The mixer drew over one hundred people and featured guest speakers from LEAP.

“This is the best money I have ever spent. This is a chance to change the world, to one with fewer prisoners, safer communities, less violence, reduced violations of rights and an end to the new Jim Crow discrimination that accompanies the War on Drugs,” he says. “Regulate Marijuana Like Wine is the modern day equivalent of Rosa Parks refusing to move to the back of the bus.”

One of the keys to this initiative is that local and state law enforcement ‘must not’ cooperate with the federal enforcement of marijuana laws in California. It would also dismiss pending court cases and is a real challenge to the federal position of marijuana on the Controlled Substances Act, which is the main justification for the enforcement of marijuana laws throughout the U.S.

Over 50,000 people have died as a result of the War on Drugs in Mexico since 2006 alone and with no sign of shifting strategies, the U.N. Global Commission on Drug Policy concluded that the War on Drugs has failed and encourages a new way forward involving a harm-reduction approach to dealing with drug use.

Just last week the Los Angeles County Board of Supervisors mulled over spending another billion dollars for the prison system in California,  while cutting a billion dollars from education.

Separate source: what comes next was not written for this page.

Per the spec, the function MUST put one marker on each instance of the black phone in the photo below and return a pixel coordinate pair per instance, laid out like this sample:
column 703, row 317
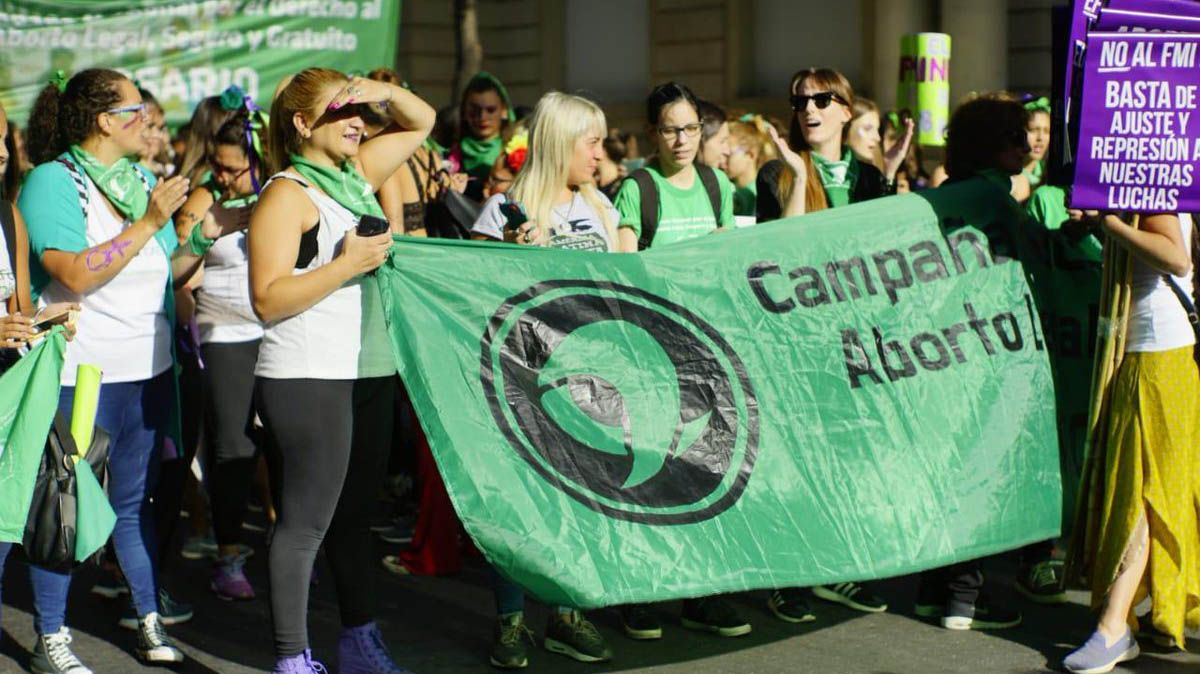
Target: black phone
column 514, row 215
column 372, row 226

Another member of LEAP, retired LAPD Deputy Chief Stephen Downing, spoke to the Board, alongside members of the Youth Justice Coalition and A New Way of Life opposing such spending when a majority of the bodies filling the jails will be disproportionately people of color and generally drug-related.

Regulate Marijuana Like Wine has been endorsed by many groups and individuals, including Libertarian Presidential Candidate Gary Johnson, CA NAACP President Alice Huffman, Congressman Dana Rohrabacher (R-CA), CA Assemblymembers Tom Ammiano (D) and Chris Norby (R), Parents for Addiction, Treatment and Healing (A New PATH), Law Enforcement Against Prohibition (LEAP), Medical Marijuana 411, Marijuana Policy Project (MPP), and many more.